Fafner und sein Bruder Regin hatten den Schatz von Wotan, Hödur und Loki als Wergeldzahlung erhalten. Ortr nämlich, Fafners und Regins Vater, war von den Asen erschlagen worden. Fafner betrog lediglich seinen Bruder um dessen Anteil, so daß Regin Sigurd (Siegfried) aufhetzte, Fafner zu erschlagen. Und wie das vor sich ging, dramatisiert der Film unzulässig. Fafner wurde von dem jungen Recken keineswegs herausgefordert oder provoziert. Siggi lag von Anfang an in einem Hinterhalt, einer Grube, die der Drache auf dem Weg überquerte. Der Drache wollte saufen, schlurfte zum Fluß, kroch dabei über die tückische Grube, ahnte nichts Böses und bekam plötzlich ein Schwert ins Drachenherz. So war’s gewesen.
Aber man muß ja an die Zuschauer denken. Denen muß ’was geboten werden. Und zwar etwas, was sie sehen wollen. Und was wollen sie sehen? Blut, Gewalt, Sex und nochmals Blut! Ohne Rücksicht auf Verluste!
Literaturhistorische Phantastereien, daß irgendwelche sächsischen Zwillingskönige Burgund bedroht hätten, entbehren gleichfalls jeder Grundlage. Lüdeger und Lüdegast waren dänische und sächsische Könige, die sich verbündeten. Kann man das nicht so zum Ausdruck bringen? Warum dieses Dazugeschmiere, wo es doch weder von der Dramaturgie her, noch von den filmischen Gegebenheiten einen nachvollziehbaren Grund dazu gab?
Ähnlich der Schwachsinn um die Freiung auf Island.
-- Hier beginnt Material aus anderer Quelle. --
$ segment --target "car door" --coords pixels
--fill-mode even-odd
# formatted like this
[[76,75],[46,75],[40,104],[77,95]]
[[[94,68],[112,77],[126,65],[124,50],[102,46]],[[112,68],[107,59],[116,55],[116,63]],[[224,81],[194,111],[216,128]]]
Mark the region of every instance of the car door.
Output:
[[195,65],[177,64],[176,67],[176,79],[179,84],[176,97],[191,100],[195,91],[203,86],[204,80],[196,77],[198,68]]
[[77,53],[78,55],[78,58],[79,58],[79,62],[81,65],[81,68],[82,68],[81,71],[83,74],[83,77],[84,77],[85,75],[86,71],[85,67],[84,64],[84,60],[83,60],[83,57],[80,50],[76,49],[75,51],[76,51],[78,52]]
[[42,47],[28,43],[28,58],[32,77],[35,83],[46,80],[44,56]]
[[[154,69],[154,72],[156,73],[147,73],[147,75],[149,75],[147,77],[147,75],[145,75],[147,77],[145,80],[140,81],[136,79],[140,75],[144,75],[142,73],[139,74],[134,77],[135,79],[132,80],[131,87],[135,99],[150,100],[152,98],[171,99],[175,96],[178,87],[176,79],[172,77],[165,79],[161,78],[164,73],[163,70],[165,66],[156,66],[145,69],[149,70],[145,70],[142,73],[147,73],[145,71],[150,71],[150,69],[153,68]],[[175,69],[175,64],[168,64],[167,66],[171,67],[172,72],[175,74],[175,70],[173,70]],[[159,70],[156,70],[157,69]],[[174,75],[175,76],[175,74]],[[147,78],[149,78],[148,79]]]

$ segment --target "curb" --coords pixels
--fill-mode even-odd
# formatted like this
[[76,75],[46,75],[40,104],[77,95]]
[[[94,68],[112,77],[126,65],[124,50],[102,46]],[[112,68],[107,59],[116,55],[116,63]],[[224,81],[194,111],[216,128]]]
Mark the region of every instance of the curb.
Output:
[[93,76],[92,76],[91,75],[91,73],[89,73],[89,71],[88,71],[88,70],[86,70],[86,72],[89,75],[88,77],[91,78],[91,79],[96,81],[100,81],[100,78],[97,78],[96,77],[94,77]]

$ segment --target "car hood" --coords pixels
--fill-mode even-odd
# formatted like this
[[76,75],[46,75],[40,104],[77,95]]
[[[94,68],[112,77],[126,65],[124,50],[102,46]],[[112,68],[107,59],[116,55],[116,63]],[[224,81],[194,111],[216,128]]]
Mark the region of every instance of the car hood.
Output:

Dort wurde keineswegs mit einer Doppelaxt aufeinander eingedroschen um hernach gemeinsam einen Wasserfall hinunterzustürzen. Eher fand eine Art Kreisspartakiade statt: Steineweitwurf, Speerweitwurf und ähnliches. Doch das ist ja nicht spektakulär genug!
Es gab noch einige dieser Ungereimtheiten. Es lohnt nicht, ihnen im Einzelnen nachzugehen.
Was blieb unterm Strich? Ein drittklassiger Ritterschinken ohne Seele, Herz und Verstand. Man sollte ihn einmal gesehen haben. Aber man kann es ruhigen Gewissens bei diesem einen Male belassen.